Case study

Abigail Westby — Trainee solicitor

Slaughter and May

Abigail started off as a nursing cadet working for the NHS. An interest in the legislative structure behind the healthcare system led her to a career in law

How did you get your job?

I loved my LLB at the University of Manchester, especially the course on business law. I then moved to Canada to study for an LLM at the University of Toronto, with a focus on commercial law. One of my first lectures was held at a well-regarded law firm. Sat in the firms’ offices overlooking Lake Ontario, discussing the financial crisis and deals involving the NYSE and the LSE, my interest in corporate law turned in to a determination to become a commercial lawyer.

My determination to secure a training contract at Slaughter and May wasn’t based solely on its prestige and reputation for providing exceptional legal services. I was also in awe of the calibre of the firm’s clients, as well as the expertise of its lawyers.

I sent my CV and cover letter and was invited to an interview. During the interview I was tasked with preparing a recommendation letter for a client, based on a fictional scenario. I was then given time to read a current affairs article, before being interviewed by two partners. This involved a discussion about the article I had just read and after my interview a trainee showed me around the firm before I had a short meeting with HR.

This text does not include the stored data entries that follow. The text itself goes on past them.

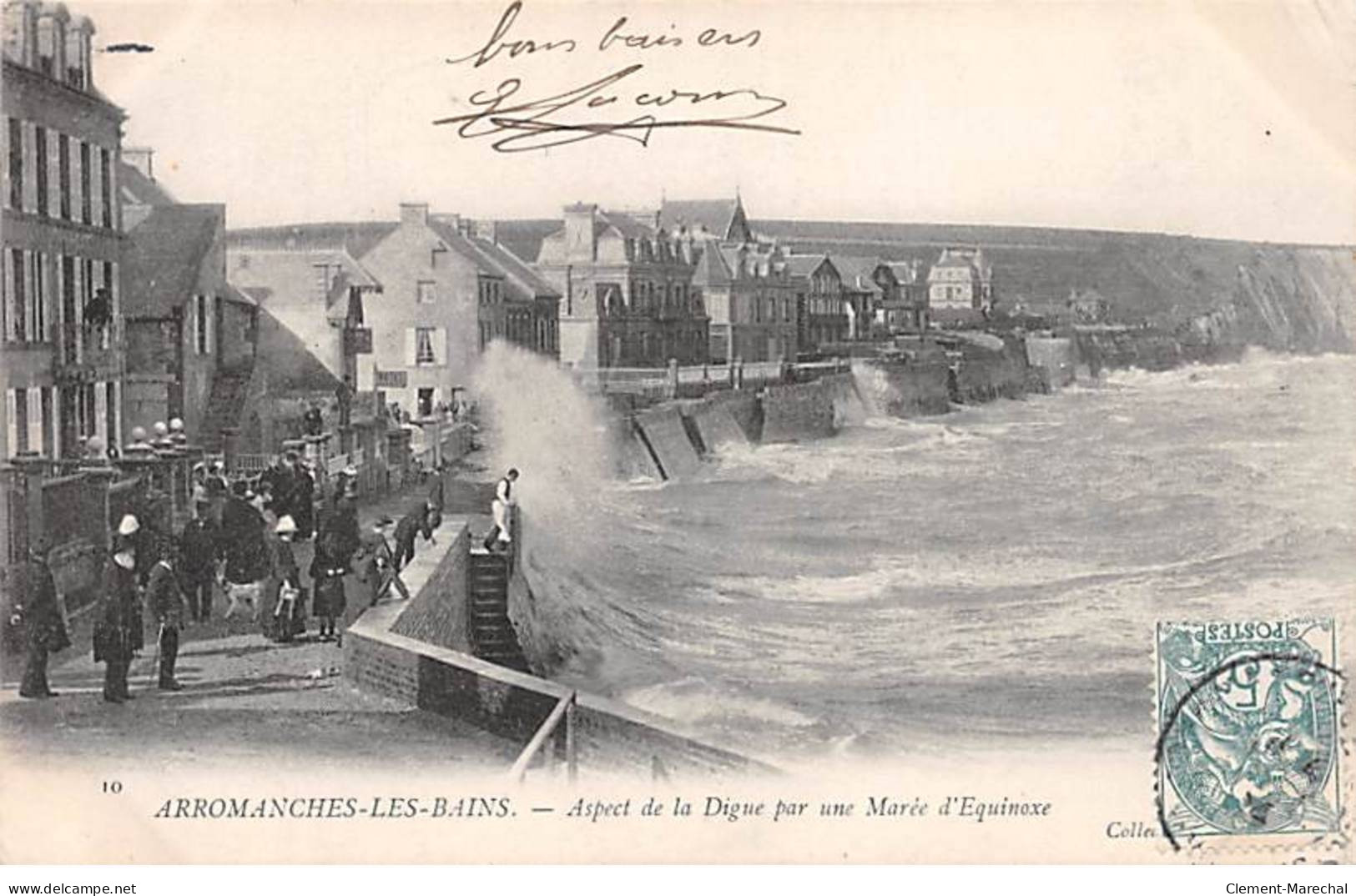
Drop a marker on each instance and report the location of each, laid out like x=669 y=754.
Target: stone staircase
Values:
x=492 y=636
x=225 y=405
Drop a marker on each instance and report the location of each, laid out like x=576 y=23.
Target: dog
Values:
x=244 y=592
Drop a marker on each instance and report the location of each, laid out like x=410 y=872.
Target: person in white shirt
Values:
x=501 y=537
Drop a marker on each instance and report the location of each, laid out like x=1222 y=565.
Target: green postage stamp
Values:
x=1248 y=728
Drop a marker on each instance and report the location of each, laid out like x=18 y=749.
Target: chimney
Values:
x=579 y=232
x=141 y=159
x=414 y=213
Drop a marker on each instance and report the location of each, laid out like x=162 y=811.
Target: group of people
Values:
x=242 y=540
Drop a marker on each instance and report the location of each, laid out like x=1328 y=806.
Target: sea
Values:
x=982 y=579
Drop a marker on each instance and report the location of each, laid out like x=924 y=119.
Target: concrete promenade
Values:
x=245 y=697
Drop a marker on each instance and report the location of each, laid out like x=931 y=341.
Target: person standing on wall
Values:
x=418 y=521
x=303 y=498
x=501 y=536
x=39 y=616
x=286 y=616
x=199 y=546
x=380 y=571
x=117 y=636
x=327 y=574
x=166 y=601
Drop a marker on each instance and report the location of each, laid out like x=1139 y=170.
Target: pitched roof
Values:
x=521 y=281
x=806 y=264
x=628 y=225
x=239 y=296
x=905 y=271
x=713 y=216
x=139 y=189
x=857 y=270
x=518 y=270
x=164 y=256
x=712 y=269
x=357 y=238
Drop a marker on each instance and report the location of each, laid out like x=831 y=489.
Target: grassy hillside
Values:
x=1286 y=297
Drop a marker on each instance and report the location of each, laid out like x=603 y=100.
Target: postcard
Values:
x=813 y=433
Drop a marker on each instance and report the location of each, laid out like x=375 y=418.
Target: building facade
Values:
x=820 y=316
x=906 y=310
x=186 y=325
x=961 y=278
x=436 y=293
x=752 y=300
x=63 y=247
x=627 y=292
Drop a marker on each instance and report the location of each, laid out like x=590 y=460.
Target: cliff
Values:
x=1283 y=297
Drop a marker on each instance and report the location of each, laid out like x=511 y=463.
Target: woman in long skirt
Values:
x=288 y=614
x=327 y=574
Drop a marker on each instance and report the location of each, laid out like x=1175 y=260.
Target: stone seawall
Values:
x=414 y=661
x=796 y=412
x=1056 y=358
x=672 y=440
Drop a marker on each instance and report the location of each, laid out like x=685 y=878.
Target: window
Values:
x=15 y=163
x=104 y=189
x=86 y=205
x=201 y=316
x=325 y=277
x=47 y=45
x=423 y=346
x=17 y=297
x=69 y=321
x=49 y=423
x=64 y=174
x=110 y=410
x=39 y=297
x=110 y=297
x=41 y=169
x=21 y=420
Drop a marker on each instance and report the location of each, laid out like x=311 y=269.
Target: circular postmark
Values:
x=1248 y=737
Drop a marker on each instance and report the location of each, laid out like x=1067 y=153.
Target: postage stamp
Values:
x=1248 y=728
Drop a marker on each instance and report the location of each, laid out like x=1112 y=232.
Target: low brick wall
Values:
x=744 y=408
x=668 y=442
x=986 y=375
x=437 y=614
x=502 y=701
x=796 y=412
x=904 y=390
x=718 y=426
x=1058 y=358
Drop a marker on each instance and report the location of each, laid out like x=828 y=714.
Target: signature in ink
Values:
x=566 y=118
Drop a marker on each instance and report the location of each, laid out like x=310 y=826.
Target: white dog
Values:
x=249 y=592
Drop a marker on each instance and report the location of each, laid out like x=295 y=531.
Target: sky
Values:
x=1230 y=119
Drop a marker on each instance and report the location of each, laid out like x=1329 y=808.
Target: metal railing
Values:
x=701 y=379
x=563 y=711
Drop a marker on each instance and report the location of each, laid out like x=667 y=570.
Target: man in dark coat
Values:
x=303 y=499
x=342 y=523
x=118 y=631
x=278 y=483
x=199 y=552
x=418 y=521
x=39 y=616
x=166 y=602
x=249 y=557
x=380 y=570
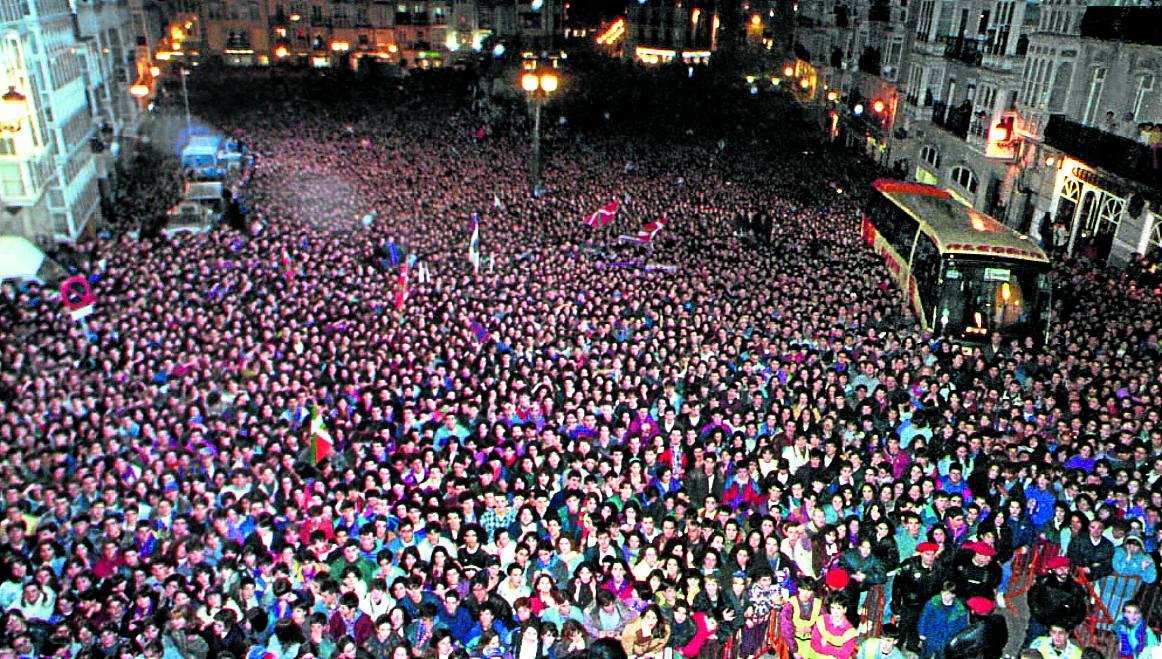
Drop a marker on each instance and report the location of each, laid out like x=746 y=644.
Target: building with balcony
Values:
x=420 y=34
x=48 y=174
x=108 y=67
x=1090 y=86
x=660 y=31
x=956 y=121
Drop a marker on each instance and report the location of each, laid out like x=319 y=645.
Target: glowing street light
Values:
x=13 y=110
x=537 y=86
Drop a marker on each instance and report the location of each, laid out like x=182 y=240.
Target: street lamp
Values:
x=538 y=87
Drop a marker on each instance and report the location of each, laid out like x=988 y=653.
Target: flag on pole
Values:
x=401 y=287
x=321 y=443
x=604 y=215
x=480 y=332
x=474 y=243
x=647 y=233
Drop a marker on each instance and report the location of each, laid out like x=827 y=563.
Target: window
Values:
x=1094 y=99
x=965 y=178
x=930 y=155
x=1145 y=91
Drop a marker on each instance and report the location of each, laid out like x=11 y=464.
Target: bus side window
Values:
x=926 y=271
x=896 y=227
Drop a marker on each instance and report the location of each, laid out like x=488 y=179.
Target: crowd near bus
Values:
x=409 y=409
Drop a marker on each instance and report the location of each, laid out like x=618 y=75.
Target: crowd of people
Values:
x=572 y=446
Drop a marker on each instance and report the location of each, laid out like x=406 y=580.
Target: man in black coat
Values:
x=1055 y=599
x=919 y=579
x=1092 y=554
x=975 y=573
x=984 y=637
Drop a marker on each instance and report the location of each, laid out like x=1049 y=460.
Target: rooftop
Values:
x=1133 y=24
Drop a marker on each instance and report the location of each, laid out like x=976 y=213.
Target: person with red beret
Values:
x=984 y=637
x=1055 y=597
x=942 y=617
x=975 y=572
x=797 y=618
x=918 y=580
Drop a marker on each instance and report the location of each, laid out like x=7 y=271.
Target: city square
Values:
x=578 y=341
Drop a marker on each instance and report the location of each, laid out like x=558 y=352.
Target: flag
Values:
x=646 y=234
x=480 y=332
x=474 y=243
x=321 y=442
x=401 y=288
x=604 y=215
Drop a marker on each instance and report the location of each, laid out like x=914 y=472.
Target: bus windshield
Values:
x=981 y=296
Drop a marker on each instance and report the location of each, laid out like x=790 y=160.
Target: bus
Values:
x=965 y=274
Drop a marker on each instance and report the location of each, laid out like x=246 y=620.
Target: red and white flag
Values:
x=604 y=215
x=646 y=234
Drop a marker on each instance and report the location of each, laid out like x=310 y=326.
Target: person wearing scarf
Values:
x=833 y=636
x=1134 y=636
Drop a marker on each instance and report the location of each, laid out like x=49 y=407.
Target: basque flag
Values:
x=604 y=215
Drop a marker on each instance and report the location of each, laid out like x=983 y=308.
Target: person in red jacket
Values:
x=350 y=621
x=743 y=488
x=705 y=629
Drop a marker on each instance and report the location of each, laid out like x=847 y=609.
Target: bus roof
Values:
x=955 y=227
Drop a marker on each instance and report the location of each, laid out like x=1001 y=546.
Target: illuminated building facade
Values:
x=417 y=34
x=63 y=79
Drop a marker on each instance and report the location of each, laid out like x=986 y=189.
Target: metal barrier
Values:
x=1094 y=630
x=764 y=636
x=1027 y=564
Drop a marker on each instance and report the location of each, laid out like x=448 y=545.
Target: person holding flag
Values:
x=474 y=244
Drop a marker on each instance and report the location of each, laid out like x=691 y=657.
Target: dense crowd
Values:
x=567 y=445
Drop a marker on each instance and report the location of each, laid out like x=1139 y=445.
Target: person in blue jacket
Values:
x=941 y=618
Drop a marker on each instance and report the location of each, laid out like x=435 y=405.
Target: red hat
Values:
x=980 y=606
x=983 y=549
x=837 y=579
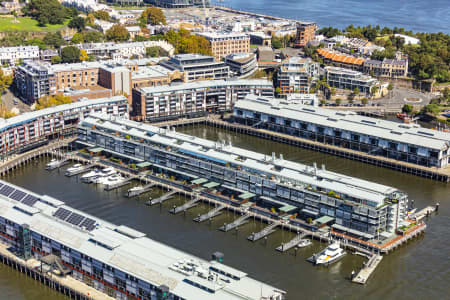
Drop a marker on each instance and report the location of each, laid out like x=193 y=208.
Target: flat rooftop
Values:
x=128 y=250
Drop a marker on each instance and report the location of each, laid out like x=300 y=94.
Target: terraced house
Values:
x=360 y=208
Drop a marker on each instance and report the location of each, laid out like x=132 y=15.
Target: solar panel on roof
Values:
x=6 y=190
x=62 y=213
x=30 y=200
x=17 y=195
x=88 y=223
x=75 y=219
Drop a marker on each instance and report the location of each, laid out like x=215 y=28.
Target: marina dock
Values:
x=145 y=189
x=292 y=243
x=210 y=214
x=263 y=233
x=185 y=206
x=161 y=199
x=77 y=172
x=238 y=222
x=367 y=270
x=109 y=187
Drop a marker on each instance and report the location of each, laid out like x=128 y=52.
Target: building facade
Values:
x=32 y=129
x=365 y=209
x=389 y=68
x=165 y=102
x=117 y=260
x=242 y=65
x=305 y=34
x=296 y=75
x=404 y=142
x=223 y=44
x=12 y=55
x=197 y=67
x=346 y=79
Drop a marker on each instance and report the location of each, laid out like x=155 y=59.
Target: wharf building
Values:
x=223 y=44
x=117 y=260
x=33 y=129
x=194 y=99
x=305 y=34
x=242 y=64
x=12 y=55
x=197 y=67
x=388 y=68
x=360 y=208
x=296 y=75
x=35 y=79
x=404 y=142
x=346 y=79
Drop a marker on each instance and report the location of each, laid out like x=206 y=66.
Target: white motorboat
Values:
x=74 y=168
x=91 y=176
x=112 y=179
x=304 y=243
x=52 y=164
x=329 y=255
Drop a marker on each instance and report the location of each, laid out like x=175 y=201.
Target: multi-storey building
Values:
x=117 y=260
x=35 y=79
x=12 y=55
x=360 y=208
x=223 y=44
x=390 y=68
x=197 y=67
x=173 y=101
x=341 y=60
x=124 y=50
x=305 y=34
x=404 y=142
x=242 y=64
x=296 y=75
x=31 y=129
x=346 y=79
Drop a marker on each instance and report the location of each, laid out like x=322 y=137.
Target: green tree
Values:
x=102 y=15
x=93 y=37
x=47 y=11
x=407 y=108
x=152 y=51
x=117 y=33
x=153 y=16
x=70 y=54
x=77 y=23
x=56 y=60
x=77 y=38
x=54 y=39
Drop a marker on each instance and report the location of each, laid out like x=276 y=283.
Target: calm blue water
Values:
x=415 y=15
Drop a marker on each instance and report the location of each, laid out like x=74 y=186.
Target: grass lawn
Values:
x=27 y=24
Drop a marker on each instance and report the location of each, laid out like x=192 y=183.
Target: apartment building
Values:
x=32 y=129
x=197 y=67
x=296 y=75
x=196 y=98
x=305 y=34
x=12 y=55
x=341 y=60
x=35 y=79
x=346 y=79
x=361 y=208
x=404 y=142
x=242 y=64
x=388 y=68
x=223 y=44
x=118 y=261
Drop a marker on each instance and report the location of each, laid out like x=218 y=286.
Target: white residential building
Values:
x=12 y=55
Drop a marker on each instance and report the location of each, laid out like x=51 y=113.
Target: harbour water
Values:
x=418 y=270
x=416 y=15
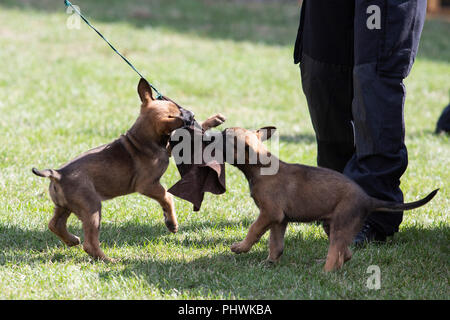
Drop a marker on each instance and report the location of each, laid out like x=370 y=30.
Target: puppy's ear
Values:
x=265 y=133
x=145 y=91
x=167 y=125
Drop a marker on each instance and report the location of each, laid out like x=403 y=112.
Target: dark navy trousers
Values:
x=354 y=56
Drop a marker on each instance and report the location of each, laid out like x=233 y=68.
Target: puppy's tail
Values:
x=380 y=205
x=47 y=173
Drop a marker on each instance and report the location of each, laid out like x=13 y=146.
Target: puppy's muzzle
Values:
x=187 y=117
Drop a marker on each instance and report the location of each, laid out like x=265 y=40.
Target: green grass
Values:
x=64 y=91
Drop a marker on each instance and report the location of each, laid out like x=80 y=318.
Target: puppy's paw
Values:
x=73 y=241
x=171 y=226
x=239 y=247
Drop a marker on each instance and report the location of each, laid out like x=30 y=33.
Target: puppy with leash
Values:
x=132 y=163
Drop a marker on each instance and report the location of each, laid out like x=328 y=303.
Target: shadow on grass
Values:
x=132 y=234
x=222 y=273
x=273 y=22
x=302 y=138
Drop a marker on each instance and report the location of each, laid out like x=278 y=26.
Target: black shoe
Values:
x=368 y=234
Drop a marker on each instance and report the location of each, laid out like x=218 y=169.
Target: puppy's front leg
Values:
x=256 y=231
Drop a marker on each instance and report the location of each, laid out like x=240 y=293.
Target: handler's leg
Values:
x=325 y=48
x=384 y=54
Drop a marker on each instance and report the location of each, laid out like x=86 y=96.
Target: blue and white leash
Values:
x=68 y=4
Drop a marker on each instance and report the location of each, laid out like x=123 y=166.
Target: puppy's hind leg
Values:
x=256 y=231
x=58 y=226
x=90 y=216
x=165 y=199
x=276 y=241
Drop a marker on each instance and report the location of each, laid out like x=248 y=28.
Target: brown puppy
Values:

What’s a typical day like as a trainee solicitor?

Some days I won’t be in the office long before I rush off to help facilitate a client meeting or seek client signatures on a document. Other days, I spend time drafting anything from board minutes and resolutions, to Share Purchase Agreements (SPAs) and deeds of amendment, and researching niche points of law.

There is generally some training to go to throughout the day - either an advocacy course, a presentation skills session, seat-specific training or a session hosted by the firm.

Sometimes I’ll help the firm with recruitment by taking prospective trainees on office tours after their training contract interviews, visiting our Brussels office with work experience students, or staying overnight in places such as Nottingham and Manchester, presenting on what life as a trainee at Slaughter and May is really like.

How has your role developed?

Assisting on a multi-jurisdictional transaction, which involved a major corporate restructuring in my first seat, to being given the opportunity to draft and negotiate reliance letters with partners in French law firms and facilitate client and third party negotiations throughout my second seat - my role is constantly evolving. My third seat has allowed me to focus on my research skills and writing style, having been tasked with drafting numerous memorandums, research notes and attendance notes. My fourth seat will be in Slaughter and May’s Hong Kong office - the perfect way to prepare for qualification and hone in on the skills I have developed during my training contract.